If a visiting male defeats the head of the harem, there are three possible outcomes. The first is when you're a tough macho and drive away the old leader. The females approve. Everything is fair and square. Advice and love. The second scenario is when you seem like a tough macho, but the females hold their former head of the family dearly, and they join forces to drive away the stranger. The third scenario—the most offensive—is when you're as tough as a bat, have conquered everyone and everything, but the females don't care. In this case, there's a high chance of waking up alone in the morning—the females and their cubs will quietly disappear into the night.
What more do you need, women?!
Let's say the first scenario occurs, the ladies have accepted the new suitor and are ready to spend the rest of their lives with him. What happens? A very unpleasant thing happens: the new dominant male begins killing the cubs of the previous leader, who are still nursing. The females scream, scratch, and bite, but, as a rule, they are powerless to prevent this bloody massacre. Biologically, the male is doing the right thing. While the female is nursing, she is incapable of conception. And nursing lasts a full year and a half. In a situation where they can come and steal your harem at any moment, that's a very long time.
Geladas, by the way, have a luxurious breastfeeding system. The females' nipples are positioned very close to each other, so if she has only one baby, it drinks from both breasts.
On the other hand, again from a natural perspective, killing a baby on which the mother has already expended considerable resources is extremely wasteful. A female carries a baby for six months! It's a real mess, no matter where you look. Therefore, female geladas, like many women, are able to fake it. In this case, ovulation. But it's not enough for them to go to the male and say, "Darling, don't kill my baby, I want your children." This trick won't work with geladas, as their fertility is visible to the naked eye. Females, like males, have a patch of bare skin on their chests. Normally, it's light pink. When the monkey is ready to mate, the patch turns bright red, resembling a necklace of bubbles. Any male gelada knows: if his female puts on red beads, it's the long-awaited signal: "Hurray!
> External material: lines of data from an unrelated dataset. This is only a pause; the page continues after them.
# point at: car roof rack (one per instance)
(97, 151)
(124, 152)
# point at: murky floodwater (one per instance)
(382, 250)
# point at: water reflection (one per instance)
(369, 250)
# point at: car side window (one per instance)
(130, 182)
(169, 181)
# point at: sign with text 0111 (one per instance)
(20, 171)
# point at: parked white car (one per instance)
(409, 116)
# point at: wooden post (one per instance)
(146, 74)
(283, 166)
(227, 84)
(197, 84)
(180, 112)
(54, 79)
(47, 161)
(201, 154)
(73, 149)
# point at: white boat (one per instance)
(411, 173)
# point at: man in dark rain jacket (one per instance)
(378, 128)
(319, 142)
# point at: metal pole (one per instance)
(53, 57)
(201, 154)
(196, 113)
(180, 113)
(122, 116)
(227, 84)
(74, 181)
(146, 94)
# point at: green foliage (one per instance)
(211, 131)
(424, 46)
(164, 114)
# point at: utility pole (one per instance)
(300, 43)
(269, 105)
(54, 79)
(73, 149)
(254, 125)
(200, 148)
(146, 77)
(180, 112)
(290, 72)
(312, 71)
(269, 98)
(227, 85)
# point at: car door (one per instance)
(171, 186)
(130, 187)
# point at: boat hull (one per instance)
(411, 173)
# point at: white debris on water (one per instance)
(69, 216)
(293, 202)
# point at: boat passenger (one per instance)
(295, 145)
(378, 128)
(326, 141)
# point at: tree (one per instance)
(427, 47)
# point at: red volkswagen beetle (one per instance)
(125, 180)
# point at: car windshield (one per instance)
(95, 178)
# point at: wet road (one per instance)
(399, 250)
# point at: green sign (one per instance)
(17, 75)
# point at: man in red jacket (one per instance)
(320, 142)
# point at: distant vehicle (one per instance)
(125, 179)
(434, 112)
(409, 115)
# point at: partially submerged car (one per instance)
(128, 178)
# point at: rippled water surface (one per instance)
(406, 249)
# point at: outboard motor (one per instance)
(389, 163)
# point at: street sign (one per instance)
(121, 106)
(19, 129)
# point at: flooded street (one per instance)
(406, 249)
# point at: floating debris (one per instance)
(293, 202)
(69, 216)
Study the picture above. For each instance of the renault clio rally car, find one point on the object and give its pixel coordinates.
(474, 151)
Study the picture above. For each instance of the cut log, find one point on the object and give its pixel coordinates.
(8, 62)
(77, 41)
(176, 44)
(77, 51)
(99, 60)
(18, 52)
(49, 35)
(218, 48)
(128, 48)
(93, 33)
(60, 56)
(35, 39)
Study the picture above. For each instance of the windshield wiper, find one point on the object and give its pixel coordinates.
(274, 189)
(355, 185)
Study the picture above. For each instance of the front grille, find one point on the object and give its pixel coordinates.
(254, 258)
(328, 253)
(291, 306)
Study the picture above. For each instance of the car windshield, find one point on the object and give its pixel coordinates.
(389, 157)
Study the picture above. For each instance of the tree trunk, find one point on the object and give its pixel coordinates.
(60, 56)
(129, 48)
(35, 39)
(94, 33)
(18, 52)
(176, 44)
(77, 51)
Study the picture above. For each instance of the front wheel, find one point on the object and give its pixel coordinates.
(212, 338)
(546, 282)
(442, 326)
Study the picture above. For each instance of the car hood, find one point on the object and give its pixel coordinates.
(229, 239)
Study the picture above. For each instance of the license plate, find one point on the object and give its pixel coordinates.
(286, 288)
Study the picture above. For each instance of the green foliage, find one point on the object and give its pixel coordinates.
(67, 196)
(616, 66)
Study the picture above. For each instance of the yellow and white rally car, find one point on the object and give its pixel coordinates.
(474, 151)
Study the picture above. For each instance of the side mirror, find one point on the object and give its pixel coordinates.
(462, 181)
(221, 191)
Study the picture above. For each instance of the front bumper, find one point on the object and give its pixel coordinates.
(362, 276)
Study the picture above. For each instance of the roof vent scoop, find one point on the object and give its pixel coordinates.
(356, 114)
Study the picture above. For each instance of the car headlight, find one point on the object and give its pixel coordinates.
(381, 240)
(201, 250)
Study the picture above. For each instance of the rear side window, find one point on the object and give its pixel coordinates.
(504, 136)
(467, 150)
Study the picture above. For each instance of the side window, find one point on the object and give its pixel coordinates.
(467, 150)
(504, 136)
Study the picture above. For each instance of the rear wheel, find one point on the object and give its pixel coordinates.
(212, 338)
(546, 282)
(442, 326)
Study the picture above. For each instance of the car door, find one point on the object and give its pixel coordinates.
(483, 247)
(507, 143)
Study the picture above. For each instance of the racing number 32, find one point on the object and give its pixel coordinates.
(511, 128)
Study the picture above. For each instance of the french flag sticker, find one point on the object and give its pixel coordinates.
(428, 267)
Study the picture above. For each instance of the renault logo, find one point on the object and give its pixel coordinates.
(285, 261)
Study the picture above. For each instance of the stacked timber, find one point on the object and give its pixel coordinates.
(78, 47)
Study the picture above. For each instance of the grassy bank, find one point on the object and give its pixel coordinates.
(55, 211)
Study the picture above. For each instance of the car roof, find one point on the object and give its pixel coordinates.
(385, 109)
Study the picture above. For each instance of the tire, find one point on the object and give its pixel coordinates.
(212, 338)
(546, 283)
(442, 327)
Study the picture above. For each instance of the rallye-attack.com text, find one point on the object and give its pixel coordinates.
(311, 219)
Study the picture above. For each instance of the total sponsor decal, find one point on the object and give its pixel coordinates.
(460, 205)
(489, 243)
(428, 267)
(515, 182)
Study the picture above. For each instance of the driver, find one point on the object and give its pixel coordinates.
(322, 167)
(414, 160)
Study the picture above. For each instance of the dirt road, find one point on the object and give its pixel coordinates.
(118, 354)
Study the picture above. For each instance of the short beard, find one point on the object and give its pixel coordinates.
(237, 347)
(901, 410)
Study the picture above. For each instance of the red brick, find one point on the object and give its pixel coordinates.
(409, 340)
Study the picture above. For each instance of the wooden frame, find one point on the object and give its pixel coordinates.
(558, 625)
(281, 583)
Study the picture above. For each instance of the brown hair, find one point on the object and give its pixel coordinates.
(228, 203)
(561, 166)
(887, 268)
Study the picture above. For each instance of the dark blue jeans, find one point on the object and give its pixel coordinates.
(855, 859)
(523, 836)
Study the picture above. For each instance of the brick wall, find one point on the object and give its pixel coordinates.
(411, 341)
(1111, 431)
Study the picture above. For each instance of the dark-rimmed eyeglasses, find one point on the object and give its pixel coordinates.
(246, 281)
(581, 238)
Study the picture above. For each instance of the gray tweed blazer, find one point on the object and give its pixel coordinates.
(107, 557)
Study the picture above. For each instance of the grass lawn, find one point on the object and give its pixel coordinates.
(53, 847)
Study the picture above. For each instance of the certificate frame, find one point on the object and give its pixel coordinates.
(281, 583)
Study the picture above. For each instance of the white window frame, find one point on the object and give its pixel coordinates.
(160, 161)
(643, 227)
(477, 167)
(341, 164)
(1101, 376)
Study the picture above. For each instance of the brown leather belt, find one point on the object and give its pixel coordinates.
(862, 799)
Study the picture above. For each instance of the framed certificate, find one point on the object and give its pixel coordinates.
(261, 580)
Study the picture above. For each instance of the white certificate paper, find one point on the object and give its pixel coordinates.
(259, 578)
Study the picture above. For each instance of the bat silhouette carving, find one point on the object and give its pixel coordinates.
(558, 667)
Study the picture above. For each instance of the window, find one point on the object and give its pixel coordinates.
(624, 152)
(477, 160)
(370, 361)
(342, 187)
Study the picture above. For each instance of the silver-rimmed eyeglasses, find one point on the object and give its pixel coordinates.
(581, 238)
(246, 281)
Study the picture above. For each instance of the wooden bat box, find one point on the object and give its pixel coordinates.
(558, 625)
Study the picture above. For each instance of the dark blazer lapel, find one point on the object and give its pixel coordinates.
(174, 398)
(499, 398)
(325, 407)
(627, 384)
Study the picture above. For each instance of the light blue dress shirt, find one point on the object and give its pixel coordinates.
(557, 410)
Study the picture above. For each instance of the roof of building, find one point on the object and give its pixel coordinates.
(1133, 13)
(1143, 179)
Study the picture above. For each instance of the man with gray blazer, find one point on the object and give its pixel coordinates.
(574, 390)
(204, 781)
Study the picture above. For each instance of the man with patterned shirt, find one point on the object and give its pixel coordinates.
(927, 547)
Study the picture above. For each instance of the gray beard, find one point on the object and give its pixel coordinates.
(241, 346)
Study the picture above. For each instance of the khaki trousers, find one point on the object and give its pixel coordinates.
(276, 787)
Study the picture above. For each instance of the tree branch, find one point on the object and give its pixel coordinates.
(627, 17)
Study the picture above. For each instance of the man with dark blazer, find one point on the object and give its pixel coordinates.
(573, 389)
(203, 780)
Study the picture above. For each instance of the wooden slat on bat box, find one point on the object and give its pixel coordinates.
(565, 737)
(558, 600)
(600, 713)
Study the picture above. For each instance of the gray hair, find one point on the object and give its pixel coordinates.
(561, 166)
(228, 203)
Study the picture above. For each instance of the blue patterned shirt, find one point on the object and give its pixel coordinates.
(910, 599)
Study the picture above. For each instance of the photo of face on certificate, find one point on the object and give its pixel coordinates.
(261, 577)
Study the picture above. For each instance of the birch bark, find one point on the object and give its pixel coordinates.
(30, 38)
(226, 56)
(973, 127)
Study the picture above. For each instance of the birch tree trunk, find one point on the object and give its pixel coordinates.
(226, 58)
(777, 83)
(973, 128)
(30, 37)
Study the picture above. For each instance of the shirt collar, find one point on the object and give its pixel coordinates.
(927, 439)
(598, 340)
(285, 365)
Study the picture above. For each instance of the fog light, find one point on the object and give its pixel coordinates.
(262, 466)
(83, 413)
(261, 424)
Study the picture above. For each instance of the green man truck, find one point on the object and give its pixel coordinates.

It's time!" Well, female geladas can "put on beads" even when they're not ovulating! The upshot? The male mates with such a female and often keeps her baby alive. And he's not the least bit bothered by the fact that the long-awaited pregnancy hasn't occurred.
These aren't some fancy jewelry! Everything is homemade, all natural!
Speaking of cunning, in the case of geladas, both males and females are good. Sometimes a male just can't seem to get a harem, even though he really wants one. Then he attacks any mother's most vulnerable spot—her child.
If I had a dad like that, I wouldn't want to spend much time with him either.
An adult monkey begins to befriend a baby: spending time with it, playing, teaching it, and becoming an older friend. The baby, usually deprived of the attention of its immediate father, often becomes attached to the companion, and the mother, following her child, moves from her harem to this male. Thus, through love and care, the intelligent male wins what others try to take by force. Scientists call this phenomenon "friendly child abduction." And although it doesn't happen often, this tactic also works.
You said your friend has kids too. Would you like to introduce her?
So, ladies and gentlemen, herbivory doesn't always mean harmlessness. Yes, geladas, by the way, are the most herbivorous primate species—their diet consists almost entirely of seeds and grasses! They only need fangs, manes, and other attributes of power in the animal kingdom for violent conflicts among themselves. Internecine warfare and constant tension have turned geladas into some of the most fearsome primates on the planet!